Idiopathic pulmonary fibrosis (IPF) is a progressive interstitial lung disease with high mortality and poor prognosis. Curcumin shows anti-inflammatory effect by suppressing pro-inflammatory cytokines and inhibiting NF-κB mediated inflammation. Here, we developed inhalable curcumin-loaded poly(lactic-co-glycolic)acid (PLGA) large porous microparticles (LPMPs) for the treatment of IPF. Curcumin LPMPs were rough and loose particles with many pores on the surfaces and channels in the inner spaces. The mean geometric diameter of them was larger than 10 µm while the aerodynamic diameter was only 3.12 µm due to their porous structures. They showed a fine particle fraction (FPF) <4.46 μm of 13.41%, 71% cumulative release after 9 h, and more importantly, they avoided uptake by alveolar macrophages. Therefore, most of released curcumin had opportunities to enter lung tissues.

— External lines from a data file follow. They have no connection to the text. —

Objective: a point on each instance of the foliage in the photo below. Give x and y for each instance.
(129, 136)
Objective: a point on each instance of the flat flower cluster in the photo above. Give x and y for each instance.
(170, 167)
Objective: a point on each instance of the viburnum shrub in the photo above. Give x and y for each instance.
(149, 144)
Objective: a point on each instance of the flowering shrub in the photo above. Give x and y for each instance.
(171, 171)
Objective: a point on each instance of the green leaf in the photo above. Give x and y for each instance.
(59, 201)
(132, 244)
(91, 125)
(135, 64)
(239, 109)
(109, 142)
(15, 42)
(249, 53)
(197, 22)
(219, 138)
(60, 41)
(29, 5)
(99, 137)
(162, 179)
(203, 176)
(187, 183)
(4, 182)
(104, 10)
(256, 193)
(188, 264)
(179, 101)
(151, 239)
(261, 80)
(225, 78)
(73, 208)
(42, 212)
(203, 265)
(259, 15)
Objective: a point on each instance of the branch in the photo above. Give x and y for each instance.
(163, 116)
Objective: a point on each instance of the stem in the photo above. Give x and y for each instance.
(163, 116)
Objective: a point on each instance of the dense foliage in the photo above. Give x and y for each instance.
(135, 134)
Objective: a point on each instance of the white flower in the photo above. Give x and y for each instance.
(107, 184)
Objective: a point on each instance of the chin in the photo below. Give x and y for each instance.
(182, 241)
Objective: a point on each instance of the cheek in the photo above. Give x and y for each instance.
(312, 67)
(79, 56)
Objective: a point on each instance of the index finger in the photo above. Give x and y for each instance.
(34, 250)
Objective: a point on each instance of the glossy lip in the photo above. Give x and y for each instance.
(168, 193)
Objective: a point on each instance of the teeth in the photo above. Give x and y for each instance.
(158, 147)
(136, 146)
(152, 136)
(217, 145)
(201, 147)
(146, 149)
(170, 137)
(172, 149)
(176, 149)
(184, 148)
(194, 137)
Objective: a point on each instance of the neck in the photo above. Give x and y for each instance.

Rat pulmonary fibrosis models were established via once intratracheal administration of bleomycin. Curcumin powders and curcumin LPMPs were administered on Days 2, 7, 14, and 21. Curcumin LPMPs remarkably attenuated lung injuries, decreased hydroxyproline contents, reduced the synthesis of collagen I, and inhibited the expressions of TNF-α, TGF-β1, NF-κB p65 and MMP9. Moreover, curcumin LPMPs showed higher antifibrotic activity than curcumin powders. Curcumin LPMPs are a promising inhalable medication for the treatment of IPF.